Dukkipati Saihari S, Zhou Daniel J, Powers Andria M, Piccione Ezequiel A, Koh Sookyong
Department of Neurological Sciences, University of Nebraska Medical Center, Omaha, NE, USA.
Department of Radiology, Children's Hospital and Medical Center, Omaha, NE, USA.
Child Neurol Open. 2022 Aug 1;9:2329048X221115476. doi: 10.1177/2329048X221115476. eCollection 2022 Jan-Dec.
We present a case of a 3-year-old girl who rapidly developed bilateral facial palsy, dysphagia, dysphonia, areflexia, and ataxia soon after receiving an influenza vaccine. Brain and spine Magnetic resonance imaging (MRI) scans with and without contrast showed enhancement of cranial nerves III, V, VII, and X, as well as the anterior and posterior cervical spinal and cauda equina roots. cerebrospinal fluid (CSF) studies showed white blood cell count of 19 cells/cm, glucose 81 mg/dL, and protein 116 mg/dL, with negative infectious and autoimmune labs. Serum IgM and IgG antibodies against GM1, GD1a, GD1b, GM2, GT1A, GQ1b were negative. The patient was treated with intravenous immunoglobulin, which led to a full recovery. Upon three-month follow-up, her neurologic examination demonstrated normal cranial nerves, reflexes, and gait. Her presentation was most consistent with the acute bulbar palsy plus (ABPp) variant of Guillain-Barré syndrome (GBS), a rare and challenging diagnosis especially in her age group.

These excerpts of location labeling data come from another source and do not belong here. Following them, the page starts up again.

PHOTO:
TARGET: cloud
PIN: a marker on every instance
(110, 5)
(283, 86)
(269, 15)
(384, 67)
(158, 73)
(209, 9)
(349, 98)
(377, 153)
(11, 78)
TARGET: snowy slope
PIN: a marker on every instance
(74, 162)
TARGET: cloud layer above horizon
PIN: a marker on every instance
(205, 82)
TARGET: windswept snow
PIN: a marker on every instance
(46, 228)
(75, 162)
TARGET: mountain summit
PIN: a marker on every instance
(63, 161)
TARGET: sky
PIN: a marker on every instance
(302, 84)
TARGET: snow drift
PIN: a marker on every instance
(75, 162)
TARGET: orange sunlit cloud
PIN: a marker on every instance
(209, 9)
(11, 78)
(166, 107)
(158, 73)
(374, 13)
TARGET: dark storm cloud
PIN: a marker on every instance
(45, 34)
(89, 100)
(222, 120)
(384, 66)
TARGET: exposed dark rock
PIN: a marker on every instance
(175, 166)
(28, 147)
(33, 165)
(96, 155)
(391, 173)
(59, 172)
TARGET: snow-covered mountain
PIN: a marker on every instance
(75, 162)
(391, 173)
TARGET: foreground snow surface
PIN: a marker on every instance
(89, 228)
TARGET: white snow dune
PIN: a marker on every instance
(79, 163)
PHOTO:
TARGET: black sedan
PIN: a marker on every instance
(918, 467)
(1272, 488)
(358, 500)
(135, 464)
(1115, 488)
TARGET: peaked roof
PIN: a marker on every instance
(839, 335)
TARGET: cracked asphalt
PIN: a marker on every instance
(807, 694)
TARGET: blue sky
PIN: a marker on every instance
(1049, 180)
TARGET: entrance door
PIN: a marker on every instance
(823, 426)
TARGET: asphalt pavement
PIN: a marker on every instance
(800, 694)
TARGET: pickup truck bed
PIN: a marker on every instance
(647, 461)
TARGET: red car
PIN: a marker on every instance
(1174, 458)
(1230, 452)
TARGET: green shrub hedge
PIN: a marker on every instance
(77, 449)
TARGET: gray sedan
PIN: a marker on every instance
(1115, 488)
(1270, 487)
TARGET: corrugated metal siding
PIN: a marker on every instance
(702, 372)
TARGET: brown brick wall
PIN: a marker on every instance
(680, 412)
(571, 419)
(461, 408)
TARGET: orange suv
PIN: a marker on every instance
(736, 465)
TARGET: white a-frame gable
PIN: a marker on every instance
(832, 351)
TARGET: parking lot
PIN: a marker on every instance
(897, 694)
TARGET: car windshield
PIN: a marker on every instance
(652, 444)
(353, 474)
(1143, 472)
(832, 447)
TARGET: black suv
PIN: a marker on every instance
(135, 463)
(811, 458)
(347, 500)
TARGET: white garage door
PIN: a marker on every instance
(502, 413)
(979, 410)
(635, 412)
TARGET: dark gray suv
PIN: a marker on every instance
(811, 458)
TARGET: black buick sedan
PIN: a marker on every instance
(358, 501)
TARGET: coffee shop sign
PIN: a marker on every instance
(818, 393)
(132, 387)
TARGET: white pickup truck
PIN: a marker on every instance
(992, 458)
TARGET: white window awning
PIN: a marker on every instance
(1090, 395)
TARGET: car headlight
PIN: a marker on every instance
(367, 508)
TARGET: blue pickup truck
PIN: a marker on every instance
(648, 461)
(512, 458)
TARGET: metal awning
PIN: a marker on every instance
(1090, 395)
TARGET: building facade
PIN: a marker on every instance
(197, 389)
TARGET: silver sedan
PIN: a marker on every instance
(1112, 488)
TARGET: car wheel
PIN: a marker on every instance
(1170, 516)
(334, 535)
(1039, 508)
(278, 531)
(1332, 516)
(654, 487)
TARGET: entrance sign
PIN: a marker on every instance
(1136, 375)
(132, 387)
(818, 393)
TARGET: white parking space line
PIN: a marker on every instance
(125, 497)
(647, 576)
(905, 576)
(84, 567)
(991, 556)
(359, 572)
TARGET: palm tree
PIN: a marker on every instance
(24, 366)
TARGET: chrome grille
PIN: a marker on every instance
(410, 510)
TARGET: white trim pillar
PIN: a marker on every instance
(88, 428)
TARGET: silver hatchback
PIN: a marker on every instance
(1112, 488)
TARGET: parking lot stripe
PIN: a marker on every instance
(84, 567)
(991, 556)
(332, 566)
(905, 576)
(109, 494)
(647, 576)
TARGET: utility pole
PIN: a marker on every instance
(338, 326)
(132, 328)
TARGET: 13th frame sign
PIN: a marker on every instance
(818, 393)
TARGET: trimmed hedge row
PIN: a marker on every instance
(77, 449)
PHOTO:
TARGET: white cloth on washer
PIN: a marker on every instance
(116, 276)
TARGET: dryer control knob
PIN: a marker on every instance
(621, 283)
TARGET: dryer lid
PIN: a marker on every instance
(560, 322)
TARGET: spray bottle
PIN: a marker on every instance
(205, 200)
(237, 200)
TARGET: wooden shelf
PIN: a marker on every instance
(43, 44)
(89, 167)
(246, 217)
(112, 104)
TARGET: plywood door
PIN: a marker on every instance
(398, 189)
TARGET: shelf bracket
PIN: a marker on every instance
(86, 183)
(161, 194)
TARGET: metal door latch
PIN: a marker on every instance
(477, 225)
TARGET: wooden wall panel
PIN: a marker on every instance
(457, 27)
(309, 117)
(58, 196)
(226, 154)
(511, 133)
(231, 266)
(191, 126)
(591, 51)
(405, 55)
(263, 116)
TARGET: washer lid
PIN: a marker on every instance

我们报告一例3岁女童,在接种流感疫苗后不久迅速出现双侧面瘫、吞咽困难、发音障碍、反射消失和共济失调。头颅和脊柱磁共振成像(MRI)平扫及增强扫描显示,Ⅲ、Ⅴ、Ⅶ、Ⅹ颅神经以及颈段脊髓前后根和马尾神经根强化。脑脊液(CSF)检查显示白细胞计数为19个/立方厘米,葡萄糖81毫克/分升,蛋白质116毫克/分升,感染性和自身免疫性实验室检查均为阴性。血清抗GM1、GD1a、GD1b、GM2、GT1A、GQ1b IgM和IgG抗体均为阴性。该患者接受静脉注射免疫球蛋白治疗后完全康复。在三个月的随访中,她的神经系统检查显示颅神经、反射和步态均正常。她的表现最符合吉兰-巴雷综合征(GBS)的急性延髓麻痹加(ABPp)变异型,这是一种罕见且具有挑战性的诊断,尤其是在她这个年龄组。